Joseph Mikhael, MD, chief medical officer of the International Myeloma Foundation and professor in the applied cancer research and drug discovery division at the Translational Genomics Research Institute, an affiliate of City of Hope Cancer Center, discusses the ongoing impact of daratumumab (Darzalex) as treatment in patients with multiple myeloma.
Daratumumab’s main impact has been on patients in the early relapse setting who are transplant ineligible, usually given in combination with lenalidomide and dexamethasone. However, daratumumab continues to show its effectiveness for patients with multiple myeloma in the frontline setting and now for patients who are transplant eligible. Mikhael discusses the role daratumumab is now playing in this patient population and what the future may hold for it.

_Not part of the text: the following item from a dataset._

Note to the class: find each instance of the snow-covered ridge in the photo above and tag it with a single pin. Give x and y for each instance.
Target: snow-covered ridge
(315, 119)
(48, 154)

Recently, real-world outcomes of daratumumab as a monotherapy for patients with relapsed/refractory multiple myeloma are starting to show favorable efficacy outcomes. In a multicenter study that looked at 107 patients with relapsed/refractory multiple myeloma on daratumumab monotherapy, the overall response rate was 42.1%, the median first and second progression-free survival was 3.6 and 8.1 months, respectively, with an overall survival of 11.9 months in this group. However, certain risk factors have impacted the use of daratumumab as a monotherapy, meaning the use of this treatment in combination with other therapies remains the standard of care.
Transcription:
0:08 | Daratumumab has really had an impact on myeloma, of course, primarily early in the more relapse setting, but now more so in the frontline setting. One, because in transplant-ineligible patients, it really has become the standard of care to give patients daratumumab, lenalidomide, and dexamethasone. With time we continue both the daratumumab and the lenalidomide indefinitely, which has now given us the best outcomes we've ever seen in transplant-ineligible patients with respect to progression-free survival, and indeed overall survival.
0:37 | But similarly, now we're starting to see an impact of daratumumab in the transplant-eligible population also. In that, we are seeing more and more movement towards quadruplets where we add daratumumab to the usual baseline of bortezomib, lenalidomide, and dexamethasone or, in some patients, carfilzomib, lenalidomide, and dexamethasone. So, we are seeing this continued evolution of daratumumab going from the most relapse setting to the early relapse setting, now even to the frontline setting, whether a patient is going to transplant or not.